Market analysis - 4/4/2016

Consumer spending could slow in 2016 and 2017.

Data for January, February and March have suggested that the Euroland economy started the year with strong momentum. Given the trend in 2015, Q1 16 figures should have been well inside positive territory. Industrial production (see left-hand chart below), new car sales (see right-hand chart below) and the Zone's PMIs were all encouraging.

 Sadly, not all the indicators have been that rosy. Others, just as numerous and important, have contracted alarmingly in the first quarter. The Economic Sentiment Indicator (ESI), published by Eurostat, is down for the third consecutive time since the start of the year (see left hand-chart below). It is now at 103 points vs. 107 in December, far below the consensus of economists who foresaw a stabilisation in March. The manufacturing and services components of the ESI are still in expansion mode but confidence among purchasing managers in both sectors is eroding significantly, running counter to the PMIs mentioned earlier. With the sub-component relating to future demand in services falling, there is a strong likelihood this unfavourable trend will continue.

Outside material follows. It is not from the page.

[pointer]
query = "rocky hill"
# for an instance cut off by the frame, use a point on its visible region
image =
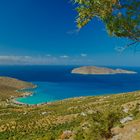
(100, 70)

A geographic breakdown shows that the indicators are negatively influenced by Italy and France, while Germany and Spain are countering the movement (see right-hand chart below). German iindustrial production in February, to be reported on 6 April, could stoke concern. All the sub-indices, reflecting orders for which data are already known, are expected to be in negative territory.



Household consumption, one of the main engines of economic activity last year with investment, could slow down in 2016 and 2017. The decline in consumer confidence (see chart on front page) suggests that job creation is flagging. Moreover, in the coming quarters the gradual rebound in inflation will weaken growth in disposable income. To avoid these two scourges, Euro Zone consumers would have to tap more into their savings (see left-hand chart below) and use credit more systematically (see right-hand chart below). At present they are doing neither. This will probably be confirmed by a slight downturn in February retail sales, to be reported on 5 April.



From this perspective, the European Central Bank (ECB)'s recent decisions to lower its deposit rate further and increase its asset purchases marked a step in the right direction. Low yields on savings are designed to stimulate spending while encouraging lending is designed to stimulate demand.